Not everyone is pleased with the rise of fresh soymilk’s popularity, however. Celeste Kukla of Edensoy says her company chose not to sell refrigerated soymilks because of "the environmental issue." Kukla says, "Refrigerated soymilks use enormous amounts of energy, resulting in more greenhouse gases." White Wave’s Adams says she hopes fresh soymilks will help Americans eat healthier and move towards a more plant-based diet.
Make Your Own
Of course you can always control exactly what’s in your soymilk (and save money) if you make it at home, in the traditional Asian style. Rebecca Wood, an award-winning natural foods author and consultant, recommends these simple steps to make soymilk in your own kitchen. "Soak soybeans (about six hours) to rid them of the anti-nutrient trypsin inhibitors, coarsely grind them, add water, bring to a boil, strain out the dregs and then simmer the resulting milk for seven minutes. Season it to taste with a sweetener, vanilla and a dash of ginger."

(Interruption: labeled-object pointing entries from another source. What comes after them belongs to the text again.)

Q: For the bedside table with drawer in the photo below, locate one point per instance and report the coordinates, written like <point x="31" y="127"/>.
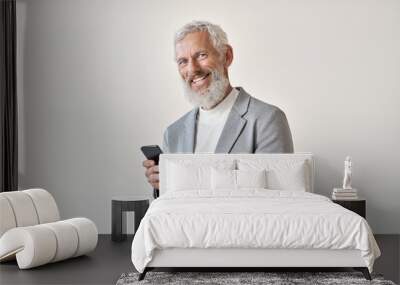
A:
<point x="358" y="206"/>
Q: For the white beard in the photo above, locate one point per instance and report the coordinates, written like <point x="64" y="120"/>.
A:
<point x="210" y="97"/>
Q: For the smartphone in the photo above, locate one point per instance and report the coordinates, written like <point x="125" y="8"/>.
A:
<point x="152" y="152"/>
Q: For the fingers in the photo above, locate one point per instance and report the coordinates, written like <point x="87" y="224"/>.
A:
<point x="153" y="179"/>
<point x="151" y="170"/>
<point x="148" y="163"/>
<point x="155" y="185"/>
<point x="152" y="173"/>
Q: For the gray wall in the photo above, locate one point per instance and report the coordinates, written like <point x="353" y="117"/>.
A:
<point x="97" y="81"/>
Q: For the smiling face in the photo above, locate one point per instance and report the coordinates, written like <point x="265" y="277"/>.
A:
<point x="197" y="58"/>
<point x="203" y="69"/>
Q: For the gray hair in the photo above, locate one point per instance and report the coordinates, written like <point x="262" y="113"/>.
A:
<point x="216" y="33"/>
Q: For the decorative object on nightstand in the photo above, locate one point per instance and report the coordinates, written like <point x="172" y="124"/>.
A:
<point x="358" y="205"/>
<point x="346" y="192"/>
<point x="121" y="204"/>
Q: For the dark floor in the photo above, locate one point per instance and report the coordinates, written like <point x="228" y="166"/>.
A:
<point x="110" y="259"/>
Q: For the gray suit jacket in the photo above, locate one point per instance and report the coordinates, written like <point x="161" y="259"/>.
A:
<point x="252" y="127"/>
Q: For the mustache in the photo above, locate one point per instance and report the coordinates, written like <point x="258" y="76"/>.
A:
<point x="199" y="73"/>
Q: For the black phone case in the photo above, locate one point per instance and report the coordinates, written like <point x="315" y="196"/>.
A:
<point x="152" y="152"/>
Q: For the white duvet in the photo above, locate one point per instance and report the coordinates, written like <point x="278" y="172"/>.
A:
<point x="250" y="219"/>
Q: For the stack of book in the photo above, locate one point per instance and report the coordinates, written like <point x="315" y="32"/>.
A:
<point x="344" y="194"/>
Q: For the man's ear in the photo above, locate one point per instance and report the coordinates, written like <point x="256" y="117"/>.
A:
<point x="228" y="56"/>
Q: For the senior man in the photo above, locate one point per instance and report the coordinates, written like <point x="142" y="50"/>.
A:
<point x="225" y="119"/>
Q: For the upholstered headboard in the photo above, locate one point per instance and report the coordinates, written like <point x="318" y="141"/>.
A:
<point x="238" y="161"/>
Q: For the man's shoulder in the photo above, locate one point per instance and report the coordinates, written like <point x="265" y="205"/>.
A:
<point x="180" y="123"/>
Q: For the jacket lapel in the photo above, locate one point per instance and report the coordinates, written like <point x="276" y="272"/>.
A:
<point x="189" y="133"/>
<point x="234" y="124"/>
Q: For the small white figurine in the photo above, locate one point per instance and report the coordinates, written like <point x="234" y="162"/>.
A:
<point x="347" y="173"/>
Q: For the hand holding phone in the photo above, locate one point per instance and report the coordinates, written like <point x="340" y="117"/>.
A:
<point x="152" y="153"/>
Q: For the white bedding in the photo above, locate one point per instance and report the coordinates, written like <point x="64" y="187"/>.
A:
<point x="252" y="218"/>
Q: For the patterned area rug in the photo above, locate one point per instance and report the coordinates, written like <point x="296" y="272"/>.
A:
<point x="270" y="278"/>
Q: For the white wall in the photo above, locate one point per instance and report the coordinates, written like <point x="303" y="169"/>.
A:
<point x="97" y="81"/>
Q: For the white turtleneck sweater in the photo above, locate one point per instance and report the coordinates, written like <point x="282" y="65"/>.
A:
<point x="210" y="123"/>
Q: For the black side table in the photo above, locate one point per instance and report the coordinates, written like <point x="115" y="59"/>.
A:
<point x="358" y="206"/>
<point x="121" y="204"/>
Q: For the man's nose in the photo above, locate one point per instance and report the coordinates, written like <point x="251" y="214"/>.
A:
<point x="193" y="67"/>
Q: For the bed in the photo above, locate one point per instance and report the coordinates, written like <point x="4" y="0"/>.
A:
<point x="248" y="211"/>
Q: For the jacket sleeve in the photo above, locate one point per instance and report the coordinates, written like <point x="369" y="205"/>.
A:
<point x="274" y="136"/>
<point x="165" y="146"/>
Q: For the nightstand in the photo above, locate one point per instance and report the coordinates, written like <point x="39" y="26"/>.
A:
<point x="127" y="203"/>
<point x="358" y="206"/>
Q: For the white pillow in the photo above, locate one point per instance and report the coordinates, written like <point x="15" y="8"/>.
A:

Also recommended to maximize creaminess is filtering fresh soymilk through a "gold" permanent coffee filter. There are also many different kinds of soymilk-making machines that will process the beans automatically. They range in price from $30 to $300 or more, and are available in most health food stores.
Once you have soymilk on hand, there is a lot more to do with it than just pour it over your cereal or drink it by the glass. Soymilk can be used as a cup-for-cup replacement for cow’s milk in most recipes. "For the most complex and satisfying flavor, use a high-quality soymilk that uses only filtered water and organic soybeans, and use whole rather than reduced-fat soymilks," recommends Wood. "Use plain, unsweetened soymilk in soups, sauces, gravies, casseroles and quickbreads." It’s not a good idea to freeze soymilk, since it tends to separate. Sweetened and flavored soymilks can be used in desserts.
Now that there’s a soymilk out there for every palate, it’s easy to completely eliminate cow’s milk from your cereal, your cooking and even your hot chocolate.
STARRE VARTAN is a freelance writer who always cooks with soymilk.